AFP, published on Sunday 09 May 2021 at 08:18

The death toll from the bombings near a girls’ school in a district of Kabul, mostly populated by Hazara Shiites, now stands at 50, the Afghan interior ministry said on Sunday.

Ministry spokesman Tareq Arian told reporters that a car bomb exploded outside Sayed Al-Shuhada school on Saturday, and two more bombs exploded as panicked students rushed outside.

He added that more than a hundred people were injured and most of the victims are female students.

The explosions occurred in the Hazara neighborhood of Dasht-e-Barchi, in the western part of the Afghan capital.

It took place as its residents were shopping for the approach of the Muslim holiday of Eid al-Fitr which will mark the end of the fasting month of Ramadan next week.

Families began burying the victims on Sunday at a hilltop site known as the “Martyrs’ Cemetery”.

The attack has not been claimed, but Afghan President Ashraf Ghani has accused the Taliban of being responsible.

“This group of savages does not have the capacity to confront the security forces on the battlefield, so instead they barbarically attack public buildings and girls’ schools,” he said. he denounced in a press release.

“The Taliban are behind these attacks. They have already carried out similar attacks against schools in the past,” said Mr. Arian.

The Taliban have denied being involved, saying they have not carried out attacks in Kabul since February 2020, when they signed an agreement with the United States paving the way for peace talks and the withdrawal of the last American troops.

However, they are engaged in daily fighting with Afghan forces in the hinterland even as the US military is reducing its presence.

These attacks come when the United States was supposed to have withdrawn the 2,500 American soldiers still present on May 1. This was the deadline chosen during the agreement signed in February 2020 in Qatar with the Taliban by the former administration of Donald Trump, confirming this withdrawal.
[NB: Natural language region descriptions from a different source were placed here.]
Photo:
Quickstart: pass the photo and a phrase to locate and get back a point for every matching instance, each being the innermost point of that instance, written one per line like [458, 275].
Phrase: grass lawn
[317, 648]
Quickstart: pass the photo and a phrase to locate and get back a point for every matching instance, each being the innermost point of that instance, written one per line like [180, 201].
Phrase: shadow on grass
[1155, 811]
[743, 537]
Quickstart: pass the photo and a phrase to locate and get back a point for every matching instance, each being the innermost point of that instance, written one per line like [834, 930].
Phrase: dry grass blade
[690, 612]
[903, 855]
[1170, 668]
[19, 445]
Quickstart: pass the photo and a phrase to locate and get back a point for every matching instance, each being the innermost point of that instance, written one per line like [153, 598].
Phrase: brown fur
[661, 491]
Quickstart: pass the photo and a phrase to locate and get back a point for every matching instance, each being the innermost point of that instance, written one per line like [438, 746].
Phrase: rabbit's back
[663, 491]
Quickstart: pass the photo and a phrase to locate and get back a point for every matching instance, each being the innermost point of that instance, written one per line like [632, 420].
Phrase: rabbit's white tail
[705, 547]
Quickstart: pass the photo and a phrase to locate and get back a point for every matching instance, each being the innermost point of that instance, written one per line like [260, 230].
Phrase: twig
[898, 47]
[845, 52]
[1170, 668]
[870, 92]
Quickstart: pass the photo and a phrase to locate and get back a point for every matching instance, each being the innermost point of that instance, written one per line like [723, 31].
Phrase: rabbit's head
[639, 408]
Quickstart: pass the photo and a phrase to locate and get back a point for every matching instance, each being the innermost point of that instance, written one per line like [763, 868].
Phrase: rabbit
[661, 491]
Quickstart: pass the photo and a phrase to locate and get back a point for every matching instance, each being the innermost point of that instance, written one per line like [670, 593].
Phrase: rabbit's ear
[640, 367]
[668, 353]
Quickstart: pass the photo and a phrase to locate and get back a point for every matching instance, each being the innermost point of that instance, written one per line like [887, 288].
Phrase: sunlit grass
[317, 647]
But Washington postponed this date to September 11, the 20th anniversary of the 2001 attacks.

The top US diplomat in Kabul, Ross Wilson, called Saturday’s explosions “heinous”.

“This unforgivable attack on children is an attack on the future of Afghanistan, which cannot be tolerated,” Wilson said on Twitter.

The Dasht-e-Barchi neighborhood is predominantly populated by Hazara Shiites, often targeted by Sunni Islamist groups.

In the same neighborhood, in May 2020, a group of armed men attacked a maternity hospital supported by Médecins Sans Frontières in broad daylight, killing 25 people, including 16 mothers and newborns. MSF subsequently decided to quit this project.

On October 24, a man blew himself up in a private tutoring center in the same neighborhood, killing 18 people including students.